BPF President, Philip Watkins, and Director-General, Peter Davis, have received a reply to their 29th January letter on Energy concerns from Edward Davey MP, Secretary of State for Energy and Climate Change.
BPF President, Philip Watkins, welcomed Mr Davey’s recognition in the letter of the potential for UK Shale Gas. He said: “We are glad the Secretary of State has set up the new Office for Unconventional Gas and Oil to drive investment and exploitation”.
But Mr Watkins says he was not reassured by Mr Davey’s letter that the UK plastics industry will have the certainty of future secure, affordable energy supplies to keep and attract investment in the UK, when 20 percent of the country’s power generation will go off line by 2020. “I am worried about complacency here,” Mr Watkins said. “Mr Davey says that the UK gas market is ‘one of the best functioning in the world’, but we still import over half our gas and have only 16 days storage. On 23rd March our gas storage was only 10 percent full. His letter does not show any great urgency in increasing gas storage”.

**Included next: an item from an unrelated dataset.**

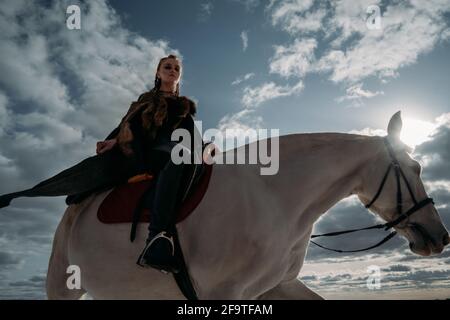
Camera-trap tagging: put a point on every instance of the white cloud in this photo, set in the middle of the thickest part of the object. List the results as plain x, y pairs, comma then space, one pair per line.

Acknowledging the point in the letter about nuclear power, the Secretary of State said the first new nuclear power station, Hinkley Point, would come into operation in late 2019 and welcomed the role of Hitachi in developing more power stations. Mr Watkins commented: “Most people believe Hinkley Point will come into operation only in 2022 and last week it was reported that Hitachi is increasingly reluctant to build 4-6 new UK nuclear reactors unless Government improved its terms.”
Regarding energy from waste, the BPF says Mr Davey’s letter does show the funds available for developing technologies such as Energy from Waste but he does not commit to provide, as the association requested, leadership on EfW’s benefits.
Peter Davis, Director-General of the BPF, said: “EfW could provide 11 percent of our UK energy needs from diverting unrecyclable waste from landfill. It’s surprising they don’t attach much more urgency and leadership to developing more capacity.”
Mr Davis continued: “With the risk of black-outs on the horizon the Secretary of State should be asking every month how much new power generation has been created? And how much has been closed down?”